Cameron Leaves Northern Ireland Without Deal to End Deadlock

Cameron and Kelly
Ireland's Taoiseach Enda Kenny (L) and Britain's Prime Minister David Cameron speak to the press after leaving talks with Northern Ireland's political parties at Stormont House in Belfast, December 12, 2014. Stringer/Reuters

British Prime Minister David Cameron left Northern Ireland on Friday without a deal he hoped would end months of political deadlock over financial and cultural disputes in the province.

The nationalist Sinn Fein party branded efforts by Britain and Ireland to help negotiate an accord as "amateurish".

Britain called all-party talks nine weeks ago aimed at breaking an impasse over budget cuts among Belfast's power-sharing government and settling other divisive issues like parading and the flying of flags.

After flying in to join the talks along with Irish Prime Minister Enda Kenny on Thursday, Cameron said he hoped to conclude them this week but left after 10 hours of discussions admitting it had not been possible to reach an agreement.

"A deal is possible. The real work needs to be done to make sure the budget of the Northern Executive is sustainable and works, so intensive work needs to be done by the parties on that issue," Cameron told reporters.

"I'm confident in the period ahead that more progress can be made."

Kenny said he was also hopeful a deal could be reached, but Sinn Fein President Gerry Adams took to Twitter to criticize the governments' contribution, saying: "2 Govts exiting after most amateurish ham fisted episode I have ever been involved in."

The standoff is one of the worst political disputes in Northern Ireland since the 1998 Good Friday Agreement that ended years of sectarian violence between mainly Roman Catholic nationalists and primarily Protestant pro-British unionists.

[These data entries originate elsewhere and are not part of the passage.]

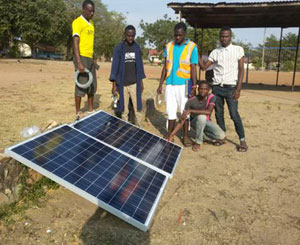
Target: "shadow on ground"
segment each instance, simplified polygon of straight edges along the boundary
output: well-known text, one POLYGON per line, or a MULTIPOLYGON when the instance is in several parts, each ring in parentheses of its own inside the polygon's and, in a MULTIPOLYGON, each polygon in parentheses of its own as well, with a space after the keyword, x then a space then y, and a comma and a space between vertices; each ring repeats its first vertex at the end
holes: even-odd
MULTIPOLYGON (((248 90, 270 90, 270 91, 283 91, 283 92, 290 92, 292 91, 291 86, 286 85, 271 85, 271 84, 263 84, 263 83, 244 83, 243 89, 248 90)), ((294 87, 294 92, 300 92, 300 86, 294 87)))
POLYGON ((159 130, 161 135, 165 136, 167 134, 165 127, 167 119, 164 117, 163 113, 156 110, 154 99, 149 98, 146 100, 145 114, 146 122, 150 122, 157 130, 159 130))
POLYGON ((98 208, 83 225, 80 239, 85 245, 150 244, 149 232, 143 232, 98 208))
MULTIPOLYGON (((94 96, 94 110, 97 110, 100 107, 100 99, 101 99, 101 95, 100 94, 95 94, 94 96)), ((84 101, 84 107, 82 108, 82 112, 86 112, 88 111, 88 101, 87 101, 87 96, 83 97, 82 100, 84 101)))

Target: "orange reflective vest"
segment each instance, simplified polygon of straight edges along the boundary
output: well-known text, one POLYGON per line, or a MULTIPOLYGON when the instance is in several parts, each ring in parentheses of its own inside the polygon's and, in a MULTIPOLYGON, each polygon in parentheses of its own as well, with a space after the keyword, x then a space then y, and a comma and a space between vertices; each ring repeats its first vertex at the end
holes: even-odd
MULTIPOLYGON (((166 59, 166 69, 167 69, 167 78, 170 76, 172 67, 173 67, 173 48, 174 41, 169 42, 166 45, 167 49, 167 59, 166 59)), ((192 41, 189 41, 180 56, 179 59, 179 68, 176 72, 176 75, 181 78, 191 78, 191 55, 193 52, 193 48, 196 44, 192 41)))

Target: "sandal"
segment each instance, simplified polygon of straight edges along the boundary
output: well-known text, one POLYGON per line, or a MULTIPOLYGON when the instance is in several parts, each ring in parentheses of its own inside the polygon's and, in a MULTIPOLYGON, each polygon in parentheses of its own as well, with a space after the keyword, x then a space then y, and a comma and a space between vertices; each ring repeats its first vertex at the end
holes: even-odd
POLYGON ((191 141, 191 139, 189 137, 183 138, 183 145, 185 147, 190 147, 193 145, 193 142, 191 141))
POLYGON ((192 150, 194 152, 198 152, 200 150, 200 145, 199 144, 193 144, 192 150))
POLYGON ((215 142, 213 142, 214 146, 221 146, 225 144, 225 140, 216 140, 215 142))
POLYGON ((82 118, 82 116, 83 116, 83 113, 82 113, 81 111, 78 112, 78 113, 76 114, 75 121, 80 120, 80 119, 82 118))
POLYGON ((236 147, 236 150, 237 150, 238 152, 246 152, 246 151, 248 150, 248 146, 247 146, 247 145, 238 145, 238 146, 236 147))
POLYGON ((92 111, 88 111, 87 114, 93 114, 94 112, 96 112, 95 110, 92 110, 92 111))

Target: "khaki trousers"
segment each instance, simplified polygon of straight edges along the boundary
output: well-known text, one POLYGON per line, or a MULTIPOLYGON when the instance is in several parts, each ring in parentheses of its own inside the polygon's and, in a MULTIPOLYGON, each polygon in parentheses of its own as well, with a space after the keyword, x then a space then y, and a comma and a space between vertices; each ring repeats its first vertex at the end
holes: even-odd
MULTIPOLYGON (((127 117, 128 116, 128 103, 129 103, 129 98, 131 98, 132 104, 133 104, 133 109, 134 109, 134 114, 136 118, 136 124, 137 126, 141 126, 141 121, 142 121, 142 113, 137 111, 137 101, 136 101, 136 83, 131 84, 128 86, 124 86, 124 112, 123 116, 127 117)), ((128 120, 128 118, 126 118, 128 120)))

Britain raised the stakes last week by pledging to devolve corporation tax setting powers to Northern Ireland if it could resolve the row, offering it the chance to match the low 12.5 percent rate across the border in Ireland.

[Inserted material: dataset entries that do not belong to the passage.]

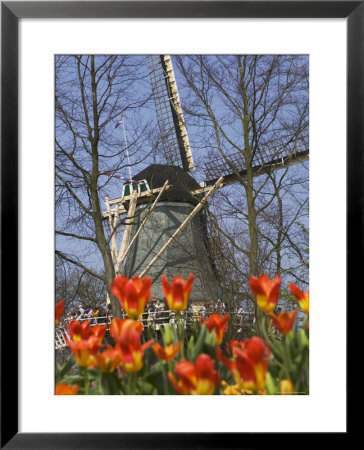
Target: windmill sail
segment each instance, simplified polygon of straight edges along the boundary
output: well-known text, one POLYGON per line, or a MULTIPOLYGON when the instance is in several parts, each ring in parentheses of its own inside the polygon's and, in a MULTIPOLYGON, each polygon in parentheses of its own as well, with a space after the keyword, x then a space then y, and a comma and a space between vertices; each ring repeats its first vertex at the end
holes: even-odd
MULTIPOLYGON (((253 158, 253 175, 259 176, 265 171, 291 166, 307 160, 308 157, 308 136, 303 136, 299 140, 292 140, 288 144, 282 141, 261 144, 259 152, 253 158)), ((244 179, 246 173, 242 153, 237 152, 225 157, 216 157, 213 161, 205 164, 205 185, 214 184, 221 175, 224 176, 224 186, 233 184, 244 179)))
POLYGON ((169 55, 150 55, 148 65, 163 152, 167 164, 194 169, 187 128, 169 55))

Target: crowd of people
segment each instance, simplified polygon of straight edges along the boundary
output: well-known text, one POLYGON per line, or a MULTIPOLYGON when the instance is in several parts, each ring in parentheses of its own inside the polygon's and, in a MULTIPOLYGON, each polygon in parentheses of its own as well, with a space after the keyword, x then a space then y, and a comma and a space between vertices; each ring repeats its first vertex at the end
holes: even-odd
POLYGON ((72 320, 77 320, 83 322, 88 320, 91 324, 97 324, 99 322, 104 322, 105 319, 109 319, 111 316, 111 307, 108 304, 106 307, 101 306, 97 303, 94 307, 87 305, 83 307, 80 305, 77 310, 73 312, 68 312, 65 316, 66 322, 71 322, 72 320))
POLYGON ((206 305, 202 305, 199 311, 199 315, 205 320, 214 313, 217 313, 220 316, 224 316, 226 314, 225 303, 220 299, 210 300, 206 305))
MULTIPOLYGON (((243 311, 243 305, 237 307, 236 312, 243 311)), ((217 313, 221 317, 223 317, 227 313, 225 303, 220 300, 210 300, 206 304, 200 307, 192 308, 191 304, 188 305, 186 314, 198 314, 203 319, 207 320, 208 317, 217 313)), ((142 315, 142 319, 168 319, 169 318, 168 306, 164 300, 155 300, 147 303, 145 311, 142 315)), ((72 320, 77 320, 79 322, 83 322, 84 320, 88 320, 91 325, 96 325, 97 323, 105 323, 110 322, 111 318, 111 305, 105 304, 105 306, 97 303, 94 307, 88 305, 86 307, 80 305, 77 310, 73 312, 68 312, 65 316, 66 323, 70 323, 72 320)))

Northern Ireland currently shares mainland Britain's rate of 21 percent.

Cameron said the deal he proposed would have offered the province "financial fire power" amounting to almost 1 billion pounds ($1.6 billion) in spending over the coming years.

Northern Ireland First Minister Peter Robinson, whose Democratic Unionist Party (DUP) shares power with Sinn Fein, said the parties needed to reach a deal before Christmas as they would be less likely to make the necessary compromise afterwards with elections to the British parliament expected by May.

He said if the parties could reach an agreement on welfare reform, the major budgetary sticking point, they could then go back to Cameron seeking a better deal.

"I didn't think it was adequate. If he wants to bribe us, to bribe us with our own money comes a bit short of what is required," Robinson said.